Tamsulosin may relieve lower urinary tract symptoms in women
Tamsulosin demonstrates efficacy in the treatment of lower urinary tract symptoms (LUTS) in women, according to a meta-analysis.
Researchers searched multiple electronic databases for randomized controlled trials (RCTs) evaluating the effect of tamsulosin on LUTS in female patients.

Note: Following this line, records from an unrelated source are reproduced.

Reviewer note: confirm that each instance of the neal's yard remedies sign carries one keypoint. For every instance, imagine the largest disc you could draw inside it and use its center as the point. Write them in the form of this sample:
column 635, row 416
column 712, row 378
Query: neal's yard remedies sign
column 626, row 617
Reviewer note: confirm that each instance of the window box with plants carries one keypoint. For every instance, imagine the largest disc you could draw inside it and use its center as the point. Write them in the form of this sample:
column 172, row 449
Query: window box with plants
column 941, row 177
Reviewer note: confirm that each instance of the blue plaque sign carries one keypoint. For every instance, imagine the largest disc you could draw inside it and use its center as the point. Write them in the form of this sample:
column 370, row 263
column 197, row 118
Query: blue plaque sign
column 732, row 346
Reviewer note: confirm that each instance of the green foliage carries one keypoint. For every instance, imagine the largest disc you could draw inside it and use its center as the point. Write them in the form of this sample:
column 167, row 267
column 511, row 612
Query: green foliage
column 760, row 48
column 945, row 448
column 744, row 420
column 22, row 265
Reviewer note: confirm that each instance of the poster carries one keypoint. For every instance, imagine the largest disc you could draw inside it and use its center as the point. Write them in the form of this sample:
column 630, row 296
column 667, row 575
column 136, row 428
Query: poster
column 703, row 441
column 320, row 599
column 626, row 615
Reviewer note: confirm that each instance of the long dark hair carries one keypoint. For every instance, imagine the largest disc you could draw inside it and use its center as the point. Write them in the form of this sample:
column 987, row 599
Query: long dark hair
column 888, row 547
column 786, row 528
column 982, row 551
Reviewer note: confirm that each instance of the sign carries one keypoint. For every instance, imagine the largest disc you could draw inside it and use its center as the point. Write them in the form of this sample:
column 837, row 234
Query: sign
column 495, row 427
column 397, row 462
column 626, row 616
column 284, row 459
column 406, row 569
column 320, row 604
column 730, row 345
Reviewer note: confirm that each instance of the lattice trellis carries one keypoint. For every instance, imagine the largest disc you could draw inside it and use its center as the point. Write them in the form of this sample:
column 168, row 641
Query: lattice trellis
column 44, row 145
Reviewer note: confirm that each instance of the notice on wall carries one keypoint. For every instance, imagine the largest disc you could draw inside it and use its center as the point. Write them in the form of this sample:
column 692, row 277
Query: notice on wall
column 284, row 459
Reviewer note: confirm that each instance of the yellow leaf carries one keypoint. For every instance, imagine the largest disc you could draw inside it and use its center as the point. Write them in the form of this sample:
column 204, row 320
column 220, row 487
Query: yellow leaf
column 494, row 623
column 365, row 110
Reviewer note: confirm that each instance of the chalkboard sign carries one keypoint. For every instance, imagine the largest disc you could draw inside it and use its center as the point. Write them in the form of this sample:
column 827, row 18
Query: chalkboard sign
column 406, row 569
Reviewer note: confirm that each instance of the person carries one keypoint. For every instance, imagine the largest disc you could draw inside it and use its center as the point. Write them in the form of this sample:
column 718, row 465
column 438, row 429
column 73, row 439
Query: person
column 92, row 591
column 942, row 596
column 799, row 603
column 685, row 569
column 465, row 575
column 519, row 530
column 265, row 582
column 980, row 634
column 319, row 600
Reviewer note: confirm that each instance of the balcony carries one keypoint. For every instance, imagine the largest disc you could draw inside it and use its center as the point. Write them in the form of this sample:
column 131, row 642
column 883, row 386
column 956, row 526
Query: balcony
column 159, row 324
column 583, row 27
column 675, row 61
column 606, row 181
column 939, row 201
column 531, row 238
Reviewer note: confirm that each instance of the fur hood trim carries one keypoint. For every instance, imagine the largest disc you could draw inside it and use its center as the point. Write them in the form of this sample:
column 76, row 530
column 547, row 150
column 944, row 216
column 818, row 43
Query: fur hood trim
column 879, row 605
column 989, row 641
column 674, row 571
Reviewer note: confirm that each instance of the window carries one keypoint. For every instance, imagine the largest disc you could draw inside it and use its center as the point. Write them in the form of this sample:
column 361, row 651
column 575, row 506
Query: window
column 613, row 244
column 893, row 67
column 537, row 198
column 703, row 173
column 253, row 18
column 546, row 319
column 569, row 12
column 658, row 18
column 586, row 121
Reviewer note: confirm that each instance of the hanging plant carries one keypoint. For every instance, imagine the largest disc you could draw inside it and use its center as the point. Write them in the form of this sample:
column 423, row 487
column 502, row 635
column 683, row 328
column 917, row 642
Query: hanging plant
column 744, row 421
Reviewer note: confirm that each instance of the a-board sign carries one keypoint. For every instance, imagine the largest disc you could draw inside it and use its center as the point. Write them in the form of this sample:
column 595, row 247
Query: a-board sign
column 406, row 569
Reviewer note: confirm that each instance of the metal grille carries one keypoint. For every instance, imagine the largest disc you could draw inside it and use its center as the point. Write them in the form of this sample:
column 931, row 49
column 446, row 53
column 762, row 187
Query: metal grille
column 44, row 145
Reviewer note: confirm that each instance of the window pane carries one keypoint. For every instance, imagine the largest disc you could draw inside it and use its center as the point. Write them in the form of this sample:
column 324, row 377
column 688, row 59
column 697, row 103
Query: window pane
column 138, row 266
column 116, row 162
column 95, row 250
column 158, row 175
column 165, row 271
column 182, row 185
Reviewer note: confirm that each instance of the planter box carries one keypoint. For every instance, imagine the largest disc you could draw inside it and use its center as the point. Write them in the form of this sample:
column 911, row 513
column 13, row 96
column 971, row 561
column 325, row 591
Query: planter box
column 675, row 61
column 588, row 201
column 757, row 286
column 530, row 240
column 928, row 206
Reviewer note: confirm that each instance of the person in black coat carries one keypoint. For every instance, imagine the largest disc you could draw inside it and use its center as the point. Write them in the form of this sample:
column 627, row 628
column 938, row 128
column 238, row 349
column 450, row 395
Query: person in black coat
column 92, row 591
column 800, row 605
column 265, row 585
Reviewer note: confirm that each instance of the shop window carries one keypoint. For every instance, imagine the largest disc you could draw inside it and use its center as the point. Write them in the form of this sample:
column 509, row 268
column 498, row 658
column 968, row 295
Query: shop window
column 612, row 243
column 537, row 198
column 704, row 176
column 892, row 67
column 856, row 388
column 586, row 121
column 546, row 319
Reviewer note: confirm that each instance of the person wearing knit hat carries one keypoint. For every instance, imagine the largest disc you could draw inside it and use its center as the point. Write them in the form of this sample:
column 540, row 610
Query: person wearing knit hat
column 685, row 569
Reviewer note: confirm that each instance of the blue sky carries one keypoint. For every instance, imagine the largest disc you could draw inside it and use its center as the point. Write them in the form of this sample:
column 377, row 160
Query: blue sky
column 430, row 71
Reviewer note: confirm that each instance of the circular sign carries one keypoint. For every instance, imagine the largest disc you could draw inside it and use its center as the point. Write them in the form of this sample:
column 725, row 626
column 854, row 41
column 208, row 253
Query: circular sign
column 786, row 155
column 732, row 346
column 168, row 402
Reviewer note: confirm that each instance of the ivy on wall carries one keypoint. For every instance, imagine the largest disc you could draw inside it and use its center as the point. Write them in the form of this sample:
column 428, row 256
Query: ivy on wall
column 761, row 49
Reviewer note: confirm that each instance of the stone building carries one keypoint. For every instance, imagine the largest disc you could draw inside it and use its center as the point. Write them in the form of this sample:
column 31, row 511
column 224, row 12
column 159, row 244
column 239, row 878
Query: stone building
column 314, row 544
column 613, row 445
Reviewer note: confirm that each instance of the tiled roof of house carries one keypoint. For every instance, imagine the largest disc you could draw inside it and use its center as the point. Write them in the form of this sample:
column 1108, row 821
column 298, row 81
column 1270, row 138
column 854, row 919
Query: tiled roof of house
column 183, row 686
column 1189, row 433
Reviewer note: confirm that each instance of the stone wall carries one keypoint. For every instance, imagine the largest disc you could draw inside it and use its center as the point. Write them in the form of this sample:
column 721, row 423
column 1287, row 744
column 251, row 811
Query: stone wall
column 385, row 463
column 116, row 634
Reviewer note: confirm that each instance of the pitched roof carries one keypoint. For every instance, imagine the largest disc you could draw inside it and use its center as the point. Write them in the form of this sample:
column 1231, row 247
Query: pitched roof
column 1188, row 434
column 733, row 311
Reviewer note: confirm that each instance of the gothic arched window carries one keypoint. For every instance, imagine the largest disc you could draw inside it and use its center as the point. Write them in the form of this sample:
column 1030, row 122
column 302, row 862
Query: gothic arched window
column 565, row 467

Primary outcome measurements consisted of indicators of storage (eg, urinary urgency, frequency, urgency incontinence and nocturia) and voiding symptoms (eg, maximum urinary flow rate [Qmax], average flow rate, postvoid residual volume, urethral closure pressure and pressure at Qmax).
A total of six RCTs involving 764 patients were included in the final analysis, comprising four that compared tamsulosin with placebo, one that compared tamsulosin with prazosin, and another that compared tamsulosin with tamsulosin plus tolterodine.
Pooled data revealed that total International Prostate Symptom Score (IPSS) was better with tamsulosin vs placebo (standardized mean difference, −4.08; 95 percent CI, −5.93 to −2.23; p<0.00001). Likewise, improvements observed in IPSS (storage symptom score), IPSS (voiding symptom score) and quality of life score were greater with tamsulosin.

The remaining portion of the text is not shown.